Les jeunes en guerre contre les vieux ? La « clause du grand-père », intégrée à la réforme des retraites par le gouvernement d’Édouard Philippe et qui en minimise les conséquences sur les générations nées avant 1975, a jeté de l’huile sur le feu. Un mois plus tôt, en novembre 2019, la députée écologiste néo-zélandaise Chlöe Swarbrick, 25 ans, répliquait « OK boomer » à un parlementaire plus âgé qui cherchait à la déstabiliser alors qu’elle intervenait sur l’urgence climatique.
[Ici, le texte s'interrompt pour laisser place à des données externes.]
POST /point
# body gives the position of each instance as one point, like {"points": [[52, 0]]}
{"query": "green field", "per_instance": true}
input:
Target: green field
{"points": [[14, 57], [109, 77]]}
La formule, qui tourne en dérision des propos ou des comportements perçus comme condescendants ou « ringards » de la part de personnes âgées est devenue virale. Nés entre 1946 et 1964, les « baby-boomers » sont pointés du doigt pour avoir connu plein emploi, progrès de tous ordres, mobilité sociale ascendante et insouciance face aux changements climatiques et environnementaux. Les « millenials » nés entre 1980 et la fin des années 1990 seraient, au contraire, confrontés à plus de chômage, plus de précarité et à l’éco-anxiété. Ces inégalités intergénérationnelles continueraient de se creuser. Qu’en est-il vraiment ? Reporterre a mené l’enquête.
À première vue, les conditions pour une guerre des générations sont réunies. Mercredi 11 décembre, le Premier ministre Édouard Philippe a présenté le projet du gouvernement pour réformer le système des retraites. Dans son rapport, paru au mois de juillet, le haut-commissaire aux retraites démissionnaire Jean-Paul Delevoye préconisait une entrée en vigueur du nouveau système universel à l’horizon 2025, pour les personnes nées en 1963. Le gouvernement a décidé de la décaler de douze ans. « Nous avons choisi de ne rien changer pour celles qui sont aujourd’hui à moins de 17 ans de la retraite, c’est-à-dire les personnes nées avant 1975 », a déclaré le Premier ministre.
« Cette réforme consacre un égoïsme générationnel qui va creuser encore plus les fractures de la société »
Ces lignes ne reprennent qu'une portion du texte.